Tak uczynili bramkarze Wojciech Szczęsny, Artur Boruc, a wcześniej Łukasz Fabiański. Zgromadzeni ludzie byli bardzo zawiedzeni, kiedy Boruc kompletnie ich zmylił i do hotelu wszedł bocznym wejściem. Z głównego skorzystał natomiast Szczęsny. - „Wojtek, Wojtek…” – krzyknął do niego 16-letni Michał, który czekał na jego autograf. „… miłego siedzenia na ławce rezerwowych” – dodał złośliwie, gdy bramkarz, który w sobotę w Grecji wziął ślub, w asyście ochroniarza minął kibiców.
"Jestem Arek"
Rozczarowania nie kryli także starsi kibice.- Sporo kosztowało nas wynajęcie pokoju w trakcie zgrupowania reprezentacji Polski. Jesteśmy tu jednak tylko do środy, a w czwartek przyjeżdżają Robert Lewandowski i Grzegorz Krychowiak, na których najbardziej nam zależało. Szkoda, że ci, którzy są obecni, tak przeszli obok nas. Mój syn jest bardzo rozczarowany – mówiła w hotelowym holu 40-letnia pani Beata.

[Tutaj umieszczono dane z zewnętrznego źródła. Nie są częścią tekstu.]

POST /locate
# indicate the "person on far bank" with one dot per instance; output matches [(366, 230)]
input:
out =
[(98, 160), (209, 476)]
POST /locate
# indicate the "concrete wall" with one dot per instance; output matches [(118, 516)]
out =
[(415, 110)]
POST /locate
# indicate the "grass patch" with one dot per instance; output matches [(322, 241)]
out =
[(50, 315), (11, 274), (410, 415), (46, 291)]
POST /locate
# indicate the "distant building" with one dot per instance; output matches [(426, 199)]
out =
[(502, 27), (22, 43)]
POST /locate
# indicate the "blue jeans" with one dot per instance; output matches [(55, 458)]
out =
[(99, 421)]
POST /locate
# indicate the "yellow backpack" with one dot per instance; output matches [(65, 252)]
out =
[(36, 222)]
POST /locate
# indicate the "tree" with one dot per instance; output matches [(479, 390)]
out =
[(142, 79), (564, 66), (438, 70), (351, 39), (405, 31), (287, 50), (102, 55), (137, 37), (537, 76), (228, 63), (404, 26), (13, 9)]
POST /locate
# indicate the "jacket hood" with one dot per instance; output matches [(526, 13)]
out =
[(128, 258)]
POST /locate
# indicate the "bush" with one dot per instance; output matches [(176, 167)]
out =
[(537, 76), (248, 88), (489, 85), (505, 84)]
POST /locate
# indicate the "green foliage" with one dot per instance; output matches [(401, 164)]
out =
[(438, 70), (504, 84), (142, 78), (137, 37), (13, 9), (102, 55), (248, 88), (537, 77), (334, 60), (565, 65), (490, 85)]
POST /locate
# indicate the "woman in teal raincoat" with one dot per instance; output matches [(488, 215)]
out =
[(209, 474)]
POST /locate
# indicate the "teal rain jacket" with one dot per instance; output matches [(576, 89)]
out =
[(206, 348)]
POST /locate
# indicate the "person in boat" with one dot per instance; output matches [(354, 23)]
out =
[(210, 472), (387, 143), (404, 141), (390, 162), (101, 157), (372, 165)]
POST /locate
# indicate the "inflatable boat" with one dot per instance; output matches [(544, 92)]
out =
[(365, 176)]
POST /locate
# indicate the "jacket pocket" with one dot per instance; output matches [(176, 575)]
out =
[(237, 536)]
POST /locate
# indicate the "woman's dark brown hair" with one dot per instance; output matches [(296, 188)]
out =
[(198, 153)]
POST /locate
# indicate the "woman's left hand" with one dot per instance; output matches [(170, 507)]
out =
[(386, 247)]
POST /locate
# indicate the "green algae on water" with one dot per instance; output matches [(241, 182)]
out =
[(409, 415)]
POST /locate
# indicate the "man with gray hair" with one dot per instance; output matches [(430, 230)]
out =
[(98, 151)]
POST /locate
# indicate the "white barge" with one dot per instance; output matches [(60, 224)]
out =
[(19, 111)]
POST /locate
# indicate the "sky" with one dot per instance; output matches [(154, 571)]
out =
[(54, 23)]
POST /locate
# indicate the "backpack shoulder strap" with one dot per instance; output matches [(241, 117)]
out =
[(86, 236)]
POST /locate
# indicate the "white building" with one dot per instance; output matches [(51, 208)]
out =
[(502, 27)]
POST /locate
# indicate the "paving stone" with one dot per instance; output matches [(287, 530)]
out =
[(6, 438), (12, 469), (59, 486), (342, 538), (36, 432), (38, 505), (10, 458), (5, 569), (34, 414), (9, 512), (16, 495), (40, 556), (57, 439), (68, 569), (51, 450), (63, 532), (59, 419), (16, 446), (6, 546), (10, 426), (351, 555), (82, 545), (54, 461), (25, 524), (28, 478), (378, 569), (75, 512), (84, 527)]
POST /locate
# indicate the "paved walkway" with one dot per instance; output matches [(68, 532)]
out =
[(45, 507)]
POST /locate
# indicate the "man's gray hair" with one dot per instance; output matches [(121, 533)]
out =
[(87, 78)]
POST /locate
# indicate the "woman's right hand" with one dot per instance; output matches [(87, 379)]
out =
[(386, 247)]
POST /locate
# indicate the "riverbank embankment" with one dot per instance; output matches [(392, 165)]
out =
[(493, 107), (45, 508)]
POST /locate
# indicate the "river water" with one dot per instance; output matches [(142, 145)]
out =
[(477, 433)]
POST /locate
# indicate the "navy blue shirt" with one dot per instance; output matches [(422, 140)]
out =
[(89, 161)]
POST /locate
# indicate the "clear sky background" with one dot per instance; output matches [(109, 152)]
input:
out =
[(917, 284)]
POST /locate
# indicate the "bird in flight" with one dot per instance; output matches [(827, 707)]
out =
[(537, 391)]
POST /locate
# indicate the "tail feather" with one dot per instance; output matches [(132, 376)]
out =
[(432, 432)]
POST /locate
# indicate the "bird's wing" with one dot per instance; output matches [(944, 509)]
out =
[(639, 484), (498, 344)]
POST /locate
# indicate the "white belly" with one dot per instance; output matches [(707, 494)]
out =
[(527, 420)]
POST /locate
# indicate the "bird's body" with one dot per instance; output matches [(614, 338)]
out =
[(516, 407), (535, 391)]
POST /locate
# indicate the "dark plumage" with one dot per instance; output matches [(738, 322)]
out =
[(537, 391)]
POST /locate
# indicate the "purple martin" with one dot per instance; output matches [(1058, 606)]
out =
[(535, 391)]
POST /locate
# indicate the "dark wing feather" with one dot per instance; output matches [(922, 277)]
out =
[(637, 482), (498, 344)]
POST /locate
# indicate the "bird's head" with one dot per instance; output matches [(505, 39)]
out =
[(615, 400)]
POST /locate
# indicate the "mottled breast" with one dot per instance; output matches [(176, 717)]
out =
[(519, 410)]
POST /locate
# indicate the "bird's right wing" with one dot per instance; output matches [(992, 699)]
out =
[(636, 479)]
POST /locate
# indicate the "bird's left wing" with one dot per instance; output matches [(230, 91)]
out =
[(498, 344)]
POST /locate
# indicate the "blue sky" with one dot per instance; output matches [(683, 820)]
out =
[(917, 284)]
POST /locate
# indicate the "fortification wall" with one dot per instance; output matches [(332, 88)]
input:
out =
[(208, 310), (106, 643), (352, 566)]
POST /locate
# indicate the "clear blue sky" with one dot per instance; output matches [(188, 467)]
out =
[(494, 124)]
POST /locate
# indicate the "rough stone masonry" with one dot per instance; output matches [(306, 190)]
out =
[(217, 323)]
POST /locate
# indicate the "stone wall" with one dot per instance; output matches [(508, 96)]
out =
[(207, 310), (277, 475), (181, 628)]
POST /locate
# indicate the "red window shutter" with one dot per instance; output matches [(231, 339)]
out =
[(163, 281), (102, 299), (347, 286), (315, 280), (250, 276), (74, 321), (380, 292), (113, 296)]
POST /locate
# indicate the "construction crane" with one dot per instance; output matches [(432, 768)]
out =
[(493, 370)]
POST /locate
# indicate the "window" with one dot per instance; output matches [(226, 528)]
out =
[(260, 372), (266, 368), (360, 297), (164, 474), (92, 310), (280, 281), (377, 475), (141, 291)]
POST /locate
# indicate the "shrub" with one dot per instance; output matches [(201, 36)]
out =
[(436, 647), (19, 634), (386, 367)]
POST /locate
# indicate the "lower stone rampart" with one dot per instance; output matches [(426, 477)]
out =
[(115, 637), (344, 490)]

Większość polskich piłkarzy znalazła chwilę dla swoich fanów. Najwięcej czasu poświęcili im Kamil Grosicki i Bartosz Salamon, którzy cierpliwie rozdawali autografy i robili sobie zdjęcia z kibicami.
Problemu z tymi nie miał też m.in. Arkadiusz Milik. - Jestem Arek, nie mów mi na pan – odparł do kilkuletniego chłopca, który zwrócił się do niego z prośbą o autograf na koszulce.W Arłamowie trwa drugie zgrupowanie reprezentacji Polski przed mistrzostwami Europy we Francji. Zakończy się w poniedziałek uroczystą kolacją, podczas której trener Nawałka ogłosi 23-osobową kadrę na Euro 2016.